Die Abschiedsvorstellung der WM vom Turnierstandort Los Angeles hätte dramatischer kaum ausfallen können. 186 Minuten lang lieferten sich die beiden Freundinnen vor 5000 Zuschauern im Staples Center eine erstklassige Partie, nach dem Wimbledonfinale zwischen Venus Williams und Lindsay Davenport (beide USA) war es zweifellos das qualitativ hochwertigste Endspiel der Damentour in diesem Jahr. Pierce hatte wegen einer leichten Leistenverletzung Schmerztabletten geschluckt, aber unwohl fühlte sich zunächst nur Mauresmo, die den ersten Satz verlor.

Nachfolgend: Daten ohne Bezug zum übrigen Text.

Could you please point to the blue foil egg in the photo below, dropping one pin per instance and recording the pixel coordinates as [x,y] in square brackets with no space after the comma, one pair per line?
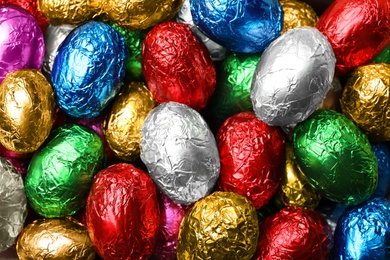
[363,232]
[88,69]
[242,26]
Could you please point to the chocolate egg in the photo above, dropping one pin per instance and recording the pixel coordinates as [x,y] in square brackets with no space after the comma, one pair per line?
[61,173]
[88,69]
[293,76]
[26,110]
[61,238]
[180,152]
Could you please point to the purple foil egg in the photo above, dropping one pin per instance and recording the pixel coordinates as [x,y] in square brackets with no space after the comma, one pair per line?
[21,42]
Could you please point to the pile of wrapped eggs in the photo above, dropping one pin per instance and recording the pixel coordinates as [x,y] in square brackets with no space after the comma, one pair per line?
[194,129]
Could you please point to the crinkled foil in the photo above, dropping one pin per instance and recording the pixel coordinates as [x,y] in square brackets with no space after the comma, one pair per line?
[22,43]
[122,213]
[297,14]
[336,157]
[26,110]
[177,67]
[61,173]
[362,232]
[13,203]
[241,26]
[357,30]
[252,157]
[223,225]
[88,69]
[180,152]
[293,76]
[54,36]
[122,126]
[60,238]
[366,100]
[295,233]
[217,52]
[138,15]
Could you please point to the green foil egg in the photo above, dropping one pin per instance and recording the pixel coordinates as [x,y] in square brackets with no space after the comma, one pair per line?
[336,157]
[60,175]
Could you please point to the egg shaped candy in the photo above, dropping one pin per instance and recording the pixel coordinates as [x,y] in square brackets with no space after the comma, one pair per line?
[336,157]
[26,110]
[180,152]
[88,69]
[61,238]
[61,173]
[13,204]
[21,43]
[122,213]
[293,76]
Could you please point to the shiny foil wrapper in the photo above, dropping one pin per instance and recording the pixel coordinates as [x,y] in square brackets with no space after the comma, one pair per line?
[171,216]
[366,100]
[295,233]
[244,26]
[54,36]
[297,14]
[293,76]
[13,204]
[217,51]
[252,157]
[357,31]
[60,175]
[122,126]
[234,78]
[122,213]
[177,67]
[180,152]
[88,69]
[336,157]
[223,225]
[295,189]
[60,238]
[362,232]
[22,43]
[26,110]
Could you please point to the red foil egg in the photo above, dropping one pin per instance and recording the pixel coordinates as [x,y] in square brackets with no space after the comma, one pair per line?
[122,213]
[177,67]
[357,30]
[252,157]
[294,233]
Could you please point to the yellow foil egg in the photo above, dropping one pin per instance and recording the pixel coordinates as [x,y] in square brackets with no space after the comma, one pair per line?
[26,110]
[297,14]
[295,190]
[122,127]
[366,100]
[49,239]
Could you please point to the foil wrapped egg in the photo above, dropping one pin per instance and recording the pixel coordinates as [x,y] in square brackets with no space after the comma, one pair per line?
[61,173]
[13,203]
[180,152]
[122,213]
[26,110]
[22,44]
[88,69]
[293,76]
[223,225]
[336,157]
[60,238]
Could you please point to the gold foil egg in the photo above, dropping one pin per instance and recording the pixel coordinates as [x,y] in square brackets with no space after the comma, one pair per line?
[223,225]
[122,127]
[297,14]
[366,100]
[59,238]
[295,190]
[26,110]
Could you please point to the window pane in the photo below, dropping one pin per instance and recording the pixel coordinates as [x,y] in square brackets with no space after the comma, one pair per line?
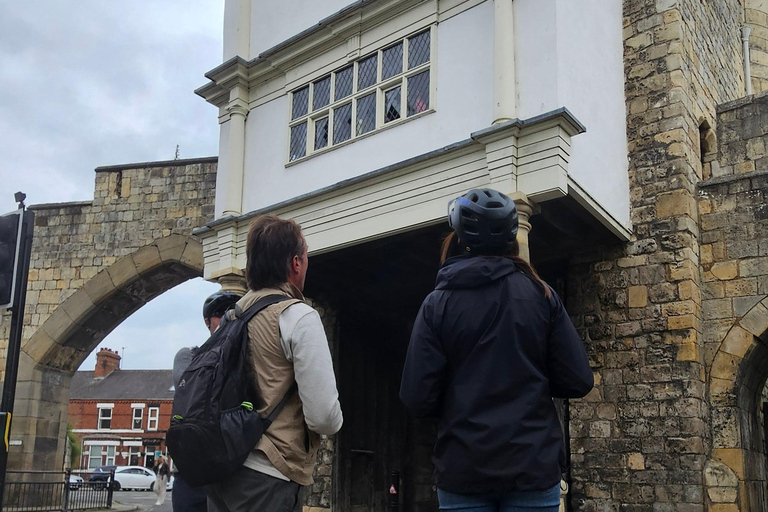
[366,114]
[392,104]
[343,83]
[366,72]
[418,49]
[392,61]
[418,93]
[321,133]
[300,102]
[298,141]
[321,95]
[342,123]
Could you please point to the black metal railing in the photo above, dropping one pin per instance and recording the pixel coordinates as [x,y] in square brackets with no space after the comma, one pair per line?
[43,491]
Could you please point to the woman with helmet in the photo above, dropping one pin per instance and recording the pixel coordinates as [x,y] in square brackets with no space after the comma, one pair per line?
[490,348]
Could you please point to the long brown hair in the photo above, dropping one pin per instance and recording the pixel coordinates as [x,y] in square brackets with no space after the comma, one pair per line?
[451,248]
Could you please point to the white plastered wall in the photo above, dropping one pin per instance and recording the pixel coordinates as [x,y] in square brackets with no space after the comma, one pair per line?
[463,66]
[570,54]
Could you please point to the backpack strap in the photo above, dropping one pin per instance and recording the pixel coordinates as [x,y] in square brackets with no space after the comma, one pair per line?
[260,304]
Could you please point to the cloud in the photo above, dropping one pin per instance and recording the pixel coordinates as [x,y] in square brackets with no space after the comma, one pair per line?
[93,83]
[150,338]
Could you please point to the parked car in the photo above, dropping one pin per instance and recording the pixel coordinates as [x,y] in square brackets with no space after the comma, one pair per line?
[136,477]
[74,482]
[100,476]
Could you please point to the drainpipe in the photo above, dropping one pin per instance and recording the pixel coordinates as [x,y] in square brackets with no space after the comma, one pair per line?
[745,31]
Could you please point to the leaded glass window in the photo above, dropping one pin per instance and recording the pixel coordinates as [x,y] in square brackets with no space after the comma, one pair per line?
[418,49]
[321,133]
[392,61]
[298,141]
[392,104]
[343,83]
[385,87]
[300,103]
[366,72]
[342,123]
[321,93]
[366,114]
[418,93]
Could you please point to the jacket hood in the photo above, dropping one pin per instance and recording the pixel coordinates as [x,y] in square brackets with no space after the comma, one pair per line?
[472,271]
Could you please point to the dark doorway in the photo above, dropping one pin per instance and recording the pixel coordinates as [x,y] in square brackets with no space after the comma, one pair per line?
[376,290]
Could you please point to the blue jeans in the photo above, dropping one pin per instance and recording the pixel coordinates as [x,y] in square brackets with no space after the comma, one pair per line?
[547,500]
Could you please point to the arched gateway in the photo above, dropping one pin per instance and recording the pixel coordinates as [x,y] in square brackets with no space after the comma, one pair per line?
[94,264]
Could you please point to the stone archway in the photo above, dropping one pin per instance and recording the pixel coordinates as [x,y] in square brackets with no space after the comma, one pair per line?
[57,348]
[736,474]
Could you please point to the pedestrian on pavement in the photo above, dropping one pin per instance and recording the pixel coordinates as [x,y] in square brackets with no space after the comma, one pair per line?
[287,347]
[184,497]
[490,348]
[163,474]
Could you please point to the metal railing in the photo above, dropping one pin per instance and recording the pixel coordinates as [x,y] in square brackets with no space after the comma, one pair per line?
[55,491]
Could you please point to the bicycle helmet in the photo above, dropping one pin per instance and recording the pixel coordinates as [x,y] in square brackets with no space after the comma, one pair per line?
[218,304]
[483,219]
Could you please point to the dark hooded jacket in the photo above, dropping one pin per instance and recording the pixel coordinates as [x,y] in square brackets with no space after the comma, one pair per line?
[488,352]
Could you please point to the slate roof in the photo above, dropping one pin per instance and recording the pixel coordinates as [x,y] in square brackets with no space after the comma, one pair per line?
[123,385]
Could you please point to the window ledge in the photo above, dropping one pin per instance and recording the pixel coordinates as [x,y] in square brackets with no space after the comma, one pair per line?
[384,128]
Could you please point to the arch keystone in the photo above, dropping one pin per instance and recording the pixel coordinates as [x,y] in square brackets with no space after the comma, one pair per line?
[725,366]
[756,320]
[147,258]
[737,341]
[123,272]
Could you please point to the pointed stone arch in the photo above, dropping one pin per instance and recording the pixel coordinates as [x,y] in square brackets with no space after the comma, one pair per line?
[736,473]
[53,353]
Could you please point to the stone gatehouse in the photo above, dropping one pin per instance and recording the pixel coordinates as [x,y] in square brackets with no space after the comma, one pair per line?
[672,305]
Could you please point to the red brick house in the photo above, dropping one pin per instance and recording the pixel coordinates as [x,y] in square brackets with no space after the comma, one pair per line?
[119,417]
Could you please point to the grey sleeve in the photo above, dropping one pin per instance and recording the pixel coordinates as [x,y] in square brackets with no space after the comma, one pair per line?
[180,362]
[305,344]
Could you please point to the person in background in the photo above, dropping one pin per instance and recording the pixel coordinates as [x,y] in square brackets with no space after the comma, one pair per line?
[490,348]
[288,350]
[184,497]
[163,473]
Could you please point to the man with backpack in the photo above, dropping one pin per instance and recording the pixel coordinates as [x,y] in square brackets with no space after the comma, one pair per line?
[291,371]
[186,498]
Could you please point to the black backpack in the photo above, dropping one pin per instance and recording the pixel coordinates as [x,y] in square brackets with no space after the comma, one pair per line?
[213,423]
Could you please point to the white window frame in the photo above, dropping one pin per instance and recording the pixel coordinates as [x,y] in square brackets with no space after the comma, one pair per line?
[380,87]
[94,452]
[140,418]
[153,416]
[103,408]
[110,453]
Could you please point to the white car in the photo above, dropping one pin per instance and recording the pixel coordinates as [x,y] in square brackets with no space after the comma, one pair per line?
[75,482]
[136,477]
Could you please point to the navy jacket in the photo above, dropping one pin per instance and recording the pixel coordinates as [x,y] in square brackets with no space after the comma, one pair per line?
[488,352]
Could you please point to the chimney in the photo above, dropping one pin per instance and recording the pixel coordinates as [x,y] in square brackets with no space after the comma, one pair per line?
[107,361]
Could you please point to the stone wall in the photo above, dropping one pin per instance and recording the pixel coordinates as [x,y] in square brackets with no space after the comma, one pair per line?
[640,440]
[734,262]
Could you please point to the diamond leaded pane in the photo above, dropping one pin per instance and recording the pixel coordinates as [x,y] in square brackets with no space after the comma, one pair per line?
[418,49]
[298,141]
[366,114]
[300,102]
[392,104]
[418,93]
[342,123]
[366,72]
[392,61]
[321,133]
[343,83]
[321,95]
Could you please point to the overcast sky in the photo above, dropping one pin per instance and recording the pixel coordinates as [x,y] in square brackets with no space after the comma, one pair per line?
[87,83]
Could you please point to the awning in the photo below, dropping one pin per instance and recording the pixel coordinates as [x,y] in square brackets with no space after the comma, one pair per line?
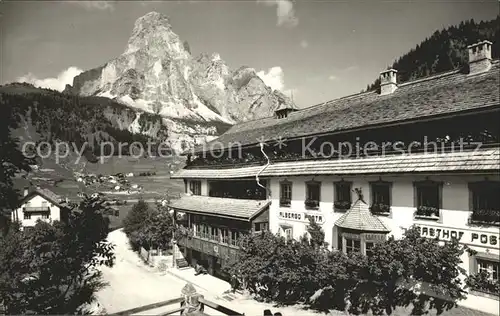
[220,207]
[34,209]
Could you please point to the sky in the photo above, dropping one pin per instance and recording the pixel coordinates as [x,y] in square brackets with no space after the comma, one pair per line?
[315,50]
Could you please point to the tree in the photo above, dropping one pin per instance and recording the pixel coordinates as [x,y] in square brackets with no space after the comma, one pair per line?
[53,268]
[12,160]
[292,271]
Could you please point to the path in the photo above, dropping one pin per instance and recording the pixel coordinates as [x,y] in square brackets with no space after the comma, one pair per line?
[132,284]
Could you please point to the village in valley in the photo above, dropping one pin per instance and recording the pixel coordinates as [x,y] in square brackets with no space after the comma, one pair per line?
[277,200]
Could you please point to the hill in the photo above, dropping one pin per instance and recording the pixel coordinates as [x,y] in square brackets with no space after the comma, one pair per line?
[444,50]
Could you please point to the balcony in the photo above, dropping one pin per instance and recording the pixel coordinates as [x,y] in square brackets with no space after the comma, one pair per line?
[485,217]
[211,246]
[311,204]
[430,213]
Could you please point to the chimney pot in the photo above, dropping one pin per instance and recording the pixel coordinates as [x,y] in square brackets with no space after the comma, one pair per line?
[479,57]
[388,81]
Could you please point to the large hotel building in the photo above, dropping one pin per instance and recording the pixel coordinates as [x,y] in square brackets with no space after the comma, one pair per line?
[424,152]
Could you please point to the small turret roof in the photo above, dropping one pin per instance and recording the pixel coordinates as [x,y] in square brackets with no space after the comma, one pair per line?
[359,217]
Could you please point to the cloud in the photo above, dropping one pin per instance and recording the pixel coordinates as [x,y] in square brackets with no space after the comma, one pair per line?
[95,5]
[59,83]
[284,12]
[274,78]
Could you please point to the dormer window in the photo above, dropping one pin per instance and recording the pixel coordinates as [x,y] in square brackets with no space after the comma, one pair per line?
[284,109]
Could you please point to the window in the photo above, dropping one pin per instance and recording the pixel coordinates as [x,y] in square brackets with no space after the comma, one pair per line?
[224,235]
[352,245]
[313,195]
[368,248]
[214,234]
[195,187]
[285,194]
[428,194]
[428,198]
[488,266]
[381,197]
[342,195]
[260,227]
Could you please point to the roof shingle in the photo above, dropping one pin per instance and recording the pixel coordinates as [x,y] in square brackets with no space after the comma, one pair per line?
[221,207]
[359,217]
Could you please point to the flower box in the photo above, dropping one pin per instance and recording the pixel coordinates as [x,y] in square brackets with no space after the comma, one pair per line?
[285,202]
[427,213]
[311,204]
[483,216]
[341,205]
[380,209]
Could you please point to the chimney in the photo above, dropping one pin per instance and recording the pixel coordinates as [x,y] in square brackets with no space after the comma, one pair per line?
[388,81]
[479,57]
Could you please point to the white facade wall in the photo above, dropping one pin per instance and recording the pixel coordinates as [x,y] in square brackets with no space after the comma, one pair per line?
[36,201]
[453,217]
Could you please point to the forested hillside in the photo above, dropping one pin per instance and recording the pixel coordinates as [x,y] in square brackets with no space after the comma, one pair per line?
[61,117]
[445,50]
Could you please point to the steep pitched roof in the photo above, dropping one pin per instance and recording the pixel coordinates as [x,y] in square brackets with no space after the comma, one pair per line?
[359,217]
[483,160]
[444,94]
[221,207]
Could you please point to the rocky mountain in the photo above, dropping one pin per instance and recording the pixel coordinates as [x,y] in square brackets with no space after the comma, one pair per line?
[157,74]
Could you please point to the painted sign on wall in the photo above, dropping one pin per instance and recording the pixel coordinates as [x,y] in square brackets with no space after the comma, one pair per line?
[301,216]
[469,237]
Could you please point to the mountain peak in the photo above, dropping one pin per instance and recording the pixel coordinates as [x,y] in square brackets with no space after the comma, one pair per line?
[153,31]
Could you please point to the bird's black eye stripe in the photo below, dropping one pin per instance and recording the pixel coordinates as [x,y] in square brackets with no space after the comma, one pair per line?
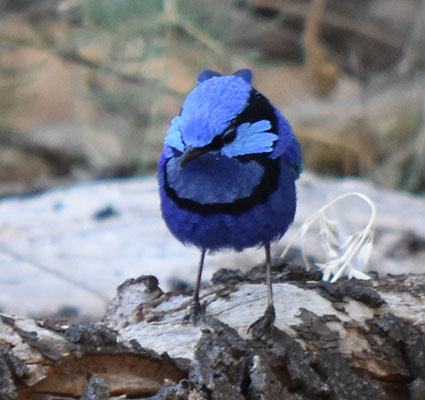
[228,136]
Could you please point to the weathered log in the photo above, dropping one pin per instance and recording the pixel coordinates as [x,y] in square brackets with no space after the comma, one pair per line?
[347,340]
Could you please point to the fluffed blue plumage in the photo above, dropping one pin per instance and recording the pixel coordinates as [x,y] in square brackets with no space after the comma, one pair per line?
[228,169]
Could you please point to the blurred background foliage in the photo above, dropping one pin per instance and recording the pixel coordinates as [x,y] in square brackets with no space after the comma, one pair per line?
[88,87]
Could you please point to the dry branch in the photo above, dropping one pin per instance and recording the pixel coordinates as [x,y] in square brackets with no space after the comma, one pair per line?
[348,340]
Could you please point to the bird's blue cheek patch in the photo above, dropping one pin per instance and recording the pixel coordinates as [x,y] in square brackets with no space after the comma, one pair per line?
[173,138]
[251,139]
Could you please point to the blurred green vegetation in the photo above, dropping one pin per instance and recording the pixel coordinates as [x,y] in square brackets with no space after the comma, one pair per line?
[349,76]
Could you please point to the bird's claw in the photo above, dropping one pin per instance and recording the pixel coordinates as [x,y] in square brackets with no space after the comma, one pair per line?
[264,323]
[197,313]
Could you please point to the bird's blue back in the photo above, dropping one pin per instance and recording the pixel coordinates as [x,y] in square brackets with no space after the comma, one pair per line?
[236,188]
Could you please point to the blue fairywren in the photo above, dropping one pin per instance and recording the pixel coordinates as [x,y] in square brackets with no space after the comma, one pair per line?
[228,169]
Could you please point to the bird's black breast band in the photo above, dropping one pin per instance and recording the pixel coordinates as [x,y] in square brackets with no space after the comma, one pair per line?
[257,109]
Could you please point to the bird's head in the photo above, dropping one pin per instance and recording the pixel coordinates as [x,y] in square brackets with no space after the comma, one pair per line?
[223,114]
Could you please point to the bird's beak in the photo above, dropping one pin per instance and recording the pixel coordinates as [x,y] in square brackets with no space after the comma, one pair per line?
[190,154]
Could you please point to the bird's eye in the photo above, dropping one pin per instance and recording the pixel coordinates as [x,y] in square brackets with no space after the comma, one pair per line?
[228,137]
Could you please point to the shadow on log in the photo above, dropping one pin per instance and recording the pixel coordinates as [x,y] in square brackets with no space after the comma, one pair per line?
[348,340]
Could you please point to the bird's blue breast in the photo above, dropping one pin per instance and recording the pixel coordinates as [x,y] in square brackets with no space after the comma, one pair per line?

Mit überraschender Lockerheit steckte sie diesen Rückschlag weg und wurde stärker. Von Versagensangst keine Spur. Sie erhöhte das Risiko und reduzierte die Fehler. Nach der 4:1-Führung im zweiten Durchgang bekam sie dann doch noch einen vorübergehenden Zitterhand-Anfall, rettete sich aber mit einem überragenden Tiebreak in Satz Nummer drei. Die Entscheidung fiel schließlich beim Stand von 4:4, als Pierce ihren Aufschlag verlor und im darauf folgenden Spiel bei Mauresmos Service drei Breakbälle ungenutzt ließ.
»Hoffentlich werde ich keine Albträume haben«, meinte Pierce, die nach den Final-Niederlagen bei den French- und US-Open bereits das dritte Negativerlebnis in einem großen Endspiel in diesem Jahr durchmachen musste. »Ich habe gefühlt, wie sehr Amelie diesen Sieg wollte. Sie hat es verdient.«
Wie hatte Mauresmo gelitten nach der WM-Final-Niederlage gegen Kim Clijsters (Belgien) vor zwei Jahren oder der Endspiel-Pleite bei den Australian Open 1999. Oder nach dem Fedcup-Finale im September gegen Russland, als sie alleinverantwortlich für die Niederlage gemacht worden wurde. »Das war der absolute Tiefpunkt. Ich habe mir sehr, sehr viele Fragen gestellt. Heute habe ich die richtige Antwort gegeben«, offenbarte die erste französische Weltmeisterin.